Trimborn suggests that Chaplin decided to proceed with making The Great Dictator after viewing Riefenstahl's film.[12] Hynkel's rally speech near the beginning of the film, delivered in German-sounding gibberish, is a caricature of Hitler's oratory style, which Chaplin also studied carefully in newsreels.[13]

The film was directed by Chaplin (with his half-brother Wheeler Dryden as assistant director), and written and produced by Chaplin. The film was shot largely at the Charlie Chaplin Studios and other locations around Los Angeles.[14] The elaborate World War I scenes were filmed in Laurel Canyon. Chaplin and Meredith Willson composed the music. Filming began in September 1939 (coincidentally soon after Germany invaded Poland, triggering World War II) and finished six months later.

Chaplin wanted to address the escalating violence and repression of Jews by the Nazis throughout the late 1930s, the magnitude of which was conveyed to him personally by his European Jewish friends and fellow artists. Nazi Germany's repressive nature and militarist tendencies were well known at the time. Ernst Lubitsch's 1942 To Be or Not To Be dealt with similar themes, and also used a mistaken-identity Hitler figure. But Chaplin later said that he would not have made the film had he known of the true extent of the Nazis' crimes.[4] After the horror of the Holocaust became known, filmmakers struggled for nearly 20 years to find the right angle and tone to satirize the era.[15]
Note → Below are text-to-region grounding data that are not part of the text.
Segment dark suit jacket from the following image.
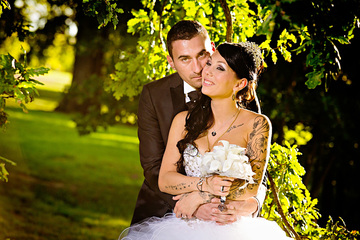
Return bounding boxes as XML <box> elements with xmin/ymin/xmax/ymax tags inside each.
<box><xmin>131</xmin><ymin>73</ymin><xmax>187</xmax><ymax>225</ymax></box>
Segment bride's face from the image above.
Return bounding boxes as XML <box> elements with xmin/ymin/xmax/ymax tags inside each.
<box><xmin>201</xmin><ymin>51</ymin><xmax>241</xmax><ymax>99</ymax></box>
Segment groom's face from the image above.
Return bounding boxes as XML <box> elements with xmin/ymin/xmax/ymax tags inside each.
<box><xmin>167</xmin><ymin>34</ymin><xmax>212</xmax><ymax>89</ymax></box>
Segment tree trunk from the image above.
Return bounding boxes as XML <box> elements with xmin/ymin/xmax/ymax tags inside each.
<box><xmin>56</xmin><ymin>4</ymin><xmax>108</xmax><ymax>113</ymax></box>
<box><xmin>219</xmin><ymin>0</ymin><xmax>233</xmax><ymax>42</ymax></box>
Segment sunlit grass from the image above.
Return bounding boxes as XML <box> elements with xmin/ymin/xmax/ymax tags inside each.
<box><xmin>0</xmin><ymin>108</ymin><xmax>142</xmax><ymax>239</ymax></box>
<box><xmin>91</xmin><ymin>132</ymin><xmax>139</xmax><ymax>145</ymax></box>
<box><xmin>35</xmin><ymin>70</ymin><xmax>72</xmax><ymax>92</ymax></box>
<box><xmin>0</xmin><ymin>70</ymin><xmax>142</xmax><ymax>239</ymax></box>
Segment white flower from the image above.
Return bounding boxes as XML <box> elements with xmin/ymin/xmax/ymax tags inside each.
<box><xmin>219</xmin><ymin>140</ymin><xmax>230</xmax><ymax>150</ymax></box>
<box><xmin>199</xmin><ymin>140</ymin><xmax>255</xmax><ymax>188</ymax></box>
<box><xmin>202</xmin><ymin>154</ymin><xmax>213</xmax><ymax>165</ymax></box>
<box><xmin>209</xmin><ymin>160</ymin><xmax>221</xmax><ymax>172</ymax></box>
<box><xmin>222</xmin><ymin>159</ymin><xmax>234</xmax><ymax>172</ymax></box>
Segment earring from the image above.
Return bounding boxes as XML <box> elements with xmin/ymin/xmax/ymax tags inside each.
<box><xmin>232</xmin><ymin>92</ymin><xmax>235</xmax><ymax>101</ymax></box>
<box><xmin>235</xmin><ymin>96</ymin><xmax>242</xmax><ymax>109</ymax></box>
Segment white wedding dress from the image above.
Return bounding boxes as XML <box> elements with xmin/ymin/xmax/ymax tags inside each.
<box><xmin>120</xmin><ymin>145</ymin><xmax>292</xmax><ymax>240</ymax></box>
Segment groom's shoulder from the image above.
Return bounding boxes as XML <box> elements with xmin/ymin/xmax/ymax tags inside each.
<box><xmin>144</xmin><ymin>72</ymin><xmax>181</xmax><ymax>91</ymax></box>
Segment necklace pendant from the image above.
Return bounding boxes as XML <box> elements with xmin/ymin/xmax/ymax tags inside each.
<box><xmin>211</xmin><ymin>131</ymin><xmax>216</xmax><ymax>136</ymax></box>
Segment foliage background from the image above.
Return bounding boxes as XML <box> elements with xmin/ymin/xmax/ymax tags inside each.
<box><xmin>1</xmin><ymin>0</ymin><xmax>360</xmax><ymax>239</ymax></box>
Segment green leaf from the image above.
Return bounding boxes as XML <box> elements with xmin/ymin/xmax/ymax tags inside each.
<box><xmin>17</xmin><ymin>82</ymin><xmax>35</xmax><ymax>88</ymax></box>
<box><xmin>271</xmin><ymin>49</ymin><xmax>278</xmax><ymax>64</ymax></box>
<box><xmin>0</xmin><ymin>156</ymin><xmax>16</xmax><ymax>182</ymax></box>
<box><xmin>0</xmin><ymin>155</ymin><xmax>16</xmax><ymax>166</ymax></box>
<box><xmin>0</xmin><ymin>163</ymin><xmax>9</xmax><ymax>182</ymax></box>
<box><xmin>27</xmin><ymin>67</ymin><xmax>50</xmax><ymax>77</ymax></box>
<box><xmin>305</xmin><ymin>69</ymin><xmax>324</xmax><ymax>89</ymax></box>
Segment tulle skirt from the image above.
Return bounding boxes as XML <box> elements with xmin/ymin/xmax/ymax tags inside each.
<box><xmin>120</xmin><ymin>213</ymin><xmax>292</xmax><ymax>240</ymax></box>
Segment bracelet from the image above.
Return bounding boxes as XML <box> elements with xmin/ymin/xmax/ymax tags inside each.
<box><xmin>197</xmin><ymin>177</ymin><xmax>205</xmax><ymax>192</ymax></box>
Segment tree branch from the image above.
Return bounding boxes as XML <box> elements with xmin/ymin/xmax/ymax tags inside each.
<box><xmin>267</xmin><ymin>170</ymin><xmax>302</xmax><ymax>240</ymax></box>
<box><xmin>219</xmin><ymin>0</ymin><xmax>233</xmax><ymax>42</ymax></box>
<box><xmin>158</xmin><ymin>0</ymin><xmax>168</xmax><ymax>50</ymax></box>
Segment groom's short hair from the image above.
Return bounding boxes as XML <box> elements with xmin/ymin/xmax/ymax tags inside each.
<box><xmin>166</xmin><ymin>20</ymin><xmax>209</xmax><ymax>58</ymax></box>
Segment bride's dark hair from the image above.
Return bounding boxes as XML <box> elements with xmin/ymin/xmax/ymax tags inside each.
<box><xmin>176</xmin><ymin>42</ymin><xmax>264</xmax><ymax>171</ymax></box>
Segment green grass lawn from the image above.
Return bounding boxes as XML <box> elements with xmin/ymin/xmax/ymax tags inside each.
<box><xmin>0</xmin><ymin>71</ymin><xmax>143</xmax><ymax>240</ymax></box>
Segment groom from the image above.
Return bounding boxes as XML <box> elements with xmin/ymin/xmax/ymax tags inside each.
<box><xmin>131</xmin><ymin>20</ymin><xmax>266</xmax><ymax>225</ymax></box>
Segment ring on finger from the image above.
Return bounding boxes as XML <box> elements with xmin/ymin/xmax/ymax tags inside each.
<box><xmin>220</xmin><ymin>186</ymin><xmax>225</xmax><ymax>192</ymax></box>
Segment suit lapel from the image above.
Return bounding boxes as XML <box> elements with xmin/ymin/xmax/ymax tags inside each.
<box><xmin>170</xmin><ymin>73</ymin><xmax>186</xmax><ymax>117</ymax></box>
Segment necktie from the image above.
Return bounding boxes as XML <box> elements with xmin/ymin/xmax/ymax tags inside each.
<box><xmin>188</xmin><ymin>90</ymin><xmax>200</xmax><ymax>103</ymax></box>
<box><xmin>186</xmin><ymin>90</ymin><xmax>200</xmax><ymax>109</ymax></box>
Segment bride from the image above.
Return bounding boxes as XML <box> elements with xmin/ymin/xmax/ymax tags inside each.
<box><xmin>121</xmin><ymin>42</ymin><xmax>292</xmax><ymax>239</ymax></box>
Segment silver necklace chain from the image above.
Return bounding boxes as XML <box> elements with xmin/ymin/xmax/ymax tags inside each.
<box><xmin>210</xmin><ymin>110</ymin><xmax>240</xmax><ymax>137</ymax></box>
In the period when Hitler and his Nazi Party rose to prominence, Chaplin was becoming internationally popular. He was mobbed by fans on a 1931 trip to Berlin, which annoyed the Nazis. Resenting his style of comedy, they published a book titled The Jews Are Looking at You (1934), describing the comedian as "a disgusting Jewish acrobat" (although Chaplin was not Jewish). Ivor Montagu, a close friend of Chaplin's, relates that he sent the comedian a copy of the book and always believed that Chaplin decided to retaliate with making Dictator.[16]

In the 1930s, cartoonists and comedians often built on Hitler and Chaplin having similar mustaches. Chaplin also capitalized on this resemblance in order to give his Little Tramp character a "reprieve".[17]
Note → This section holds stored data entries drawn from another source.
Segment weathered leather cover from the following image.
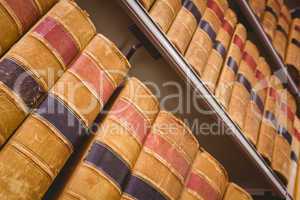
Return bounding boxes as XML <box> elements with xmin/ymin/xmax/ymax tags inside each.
<box><xmin>257</xmin><ymin>75</ymin><xmax>283</xmax><ymax>163</ymax></box>
<box><xmin>249</xmin><ymin>0</ymin><xmax>266</xmax><ymax>18</ymax></box>
<box><xmin>0</xmin><ymin>0</ymin><xmax>58</xmax><ymax>56</ymax></box>
<box><xmin>223</xmin><ymin>183</ymin><xmax>253</xmax><ymax>200</ymax></box>
<box><xmin>150</xmin><ymin>0</ymin><xmax>182</xmax><ymax>32</ymax></box>
<box><xmin>215</xmin><ymin>23</ymin><xmax>246</xmax><ymax>109</ymax></box>
<box><xmin>202</xmin><ymin>8</ymin><xmax>237</xmax><ymax>91</ymax></box>
<box><xmin>121</xmin><ymin>111</ymin><xmax>199</xmax><ymax>200</ymax></box>
<box><xmin>0</xmin><ymin>0</ymin><xmax>96</xmax><ymax>146</ymax></box>
<box><xmin>228</xmin><ymin>41</ymin><xmax>259</xmax><ymax>129</ymax></box>
<box><xmin>179</xmin><ymin>150</ymin><xmax>228</xmax><ymax>200</ymax></box>
<box><xmin>185</xmin><ymin>0</ymin><xmax>228</xmax><ymax>76</ymax></box>
<box><xmin>0</xmin><ymin>35</ymin><xmax>130</xmax><ymax>200</ymax></box>
<box><xmin>243</xmin><ymin>57</ymin><xmax>271</xmax><ymax>145</ymax></box>
<box><xmin>285</xmin><ymin>19</ymin><xmax>300</xmax><ymax>72</ymax></box>
<box><xmin>167</xmin><ymin>0</ymin><xmax>206</xmax><ymax>54</ymax></box>
<box><xmin>57</xmin><ymin>77</ymin><xmax>159</xmax><ymax>200</ymax></box>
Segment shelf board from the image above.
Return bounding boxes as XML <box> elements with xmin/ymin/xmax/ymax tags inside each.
<box><xmin>116</xmin><ymin>0</ymin><xmax>292</xmax><ymax>199</ymax></box>
<box><xmin>235</xmin><ymin>0</ymin><xmax>299</xmax><ymax>101</ymax></box>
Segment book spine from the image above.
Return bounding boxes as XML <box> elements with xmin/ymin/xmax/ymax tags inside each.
<box><xmin>295</xmin><ymin>118</ymin><xmax>300</xmax><ymax>200</ymax></box>
<box><xmin>122</xmin><ymin>111</ymin><xmax>199</xmax><ymax>200</ymax></box>
<box><xmin>0</xmin><ymin>0</ymin><xmax>96</xmax><ymax>146</ymax></box>
<box><xmin>202</xmin><ymin>8</ymin><xmax>237</xmax><ymax>91</ymax></box>
<box><xmin>185</xmin><ymin>0</ymin><xmax>228</xmax><ymax>76</ymax></box>
<box><xmin>58</xmin><ymin>77</ymin><xmax>160</xmax><ymax>200</ymax></box>
<box><xmin>0</xmin><ymin>34</ymin><xmax>129</xmax><ymax>200</ymax></box>
<box><xmin>179</xmin><ymin>150</ymin><xmax>228</xmax><ymax>200</ymax></box>
<box><xmin>257</xmin><ymin>75</ymin><xmax>283</xmax><ymax>163</ymax></box>
<box><xmin>0</xmin><ymin>0</ymin><xmax>58</xmax><ymax>56</ymax></box>
<box><xmin>285</xmin><ymin>19</ymin><xmax>300</xmax><ymax>72</ymax></box>
<box><xmin>215</xmin><ymin>23</ymin><xmax>246</xmax><ymax>109</ymax></box>
<box><xmin>149</xmin><ymin>0</ymin><xmax>182</xmax><ymax>32</ymax></box>
<box><xmin>261</xmin><ymin>0</ymin><xmax>283</xmax><ymax>39</ymax></box>
<box><xmin>248</xmin><ymin>0</ymin><xmax>266</xmax><ymax>18</ymax></box>
<box><xmin>272</xmin><ymin>6</ymin><xmax>291</xmax><ymax>60</ymax></box>
<box><xmin>223</xmin><ymin>183</ymin><xmax>253</xmax><ymax>200</ymax></box>
<box><xmin>167</xmin><ymin>0</ymin><xmax>206</xmax><ymax>54</ymax></box>
<box><xmin>243</xmin><ymin>57</ymin><xmax>270</xmax><ymax>145</ymax></box>
<box><xmin>228</xmin><ymin>41</ymin><xmax>259</xmax><ymax>129</ymax></box>
<box><xmin>139</xmin><ymin>0</ymin><xmax>156</xmax><ymax>11</ymax></box>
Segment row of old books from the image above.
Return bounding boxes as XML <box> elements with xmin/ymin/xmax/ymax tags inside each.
<box><xmin>138</xmin><ymin>0</ymin><xmax>300</xmax><ymax>198</ymax></box>
<box><xmin>249</xmin><ymin>0</ymin><xmax>300</xmax><ymax>82</ymax></box>
<box><xmin>0</xmin><ymin>0</ymin><xmax>58</xmax><ymax>57</ymax></box>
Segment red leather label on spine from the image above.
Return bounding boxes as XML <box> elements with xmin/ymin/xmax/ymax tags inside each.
<box><xmin>110</xmin><ymin>98</ymin><xmax>150</xmax><ymax>144</ymax></box>
<box><xmin>144</xmin><ymin>133</ymin><xmax>190</xmax><ymax>179</ymax></box>
<box><xmin>34</xmin><ymin>17</ymin><xmax>79</xmax><ymax>66</ymax></box>
<box><xmin>294</xmin><ymin>128</ymin><xmax>300</xmax><ymax>142</ymax></box>
<box><xmin>233</xmin><ymin>35</ymin><xmax>244</xmax><ymax>52</ymax></box>
<box><xmin>4</xmin><ymin>0</ymin><xmax>39</xmax><ymax>32</ymax></box>
<box><xmin>69</xmin><ymin>54</ymin><xmax>114</xmax><ymax>105</ymax></box>
<box><xmin>207</xmin><ymin>0</ymin><xmax>224</xmax><ymax>23</ymax></box>
<box><xmin>242</xmin><ymin>52</ymin><xmax>257</xmax><ymax>73</ymax></box>
<box><xmin>268</xmin><ymin>87</ymin><xmax>279</xmax><ymax>101</ymax></box>
<box><xmin>280</xmin><ymin>103</ymin><xmax>295</xmax><ymax>121</ymax></box>
<box><xmin>256</xmin><ymin>70</ymin><xmax>268</xmax><ymax>90</ymax></box>
<box><xmin>186</xmin><ymin>172</ymin><xmax>220</xmax><ymax>200</ymax></box>
<box><xmin>222</xmin><ymin>20</ymin><xmax>234</xmax><ymax>36</ymax></box>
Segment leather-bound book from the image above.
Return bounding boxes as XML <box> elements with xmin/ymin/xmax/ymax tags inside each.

In his memoir My Father, Charlie Chaplin, Chaplin's son Charles Chaplin Jr. described his father as being haunted by the similarities in background between him and Hitler; they were born four days apart in April 1889, and both had risen to their present heights from poverty. He wrote:

Their destinies were poles apart. One was to make millions weep, while the other was to set the whole world laughing. Dad could never think of Hitler without a shudder, half of horror, half of fascination. "Just think", he would say uneasily, "he's the madman, I'm the comic. But it could have been the other way around."[18]

Chaplin prepared the story throughout 1938 and 1939, and began filming in September 1939, six days after the beginning of World War II. He finished filming almost six months later. The 2002 TV documentary on the making of the film, The Tramp and the Dictator,[19] presented newly discovered footage of the film production (shot by Chaplin's elder half-brother Sydney) that showed Chaplin's initial attempts at the film's ending, filmed before the fall of France.[4]

According to The Tramp and the Dictator, Chaplin arranged to send the film to Hitler, and an eyewitness confirmed he saw it.[4] Hitler's architect and friend Albert Speer denied that the leader had ever seen it.[20] Hitler's response to the film is not recorded, but another account tells that he viewed the film twice.[21]

Some of the signs in the shop windows of the ghetto in the film are written in Esperanto, a language that Hitler condemned as an anti-nationalist Jewish plot to destroy German culture because it was an international language whose founder was a Polish Jew.[22]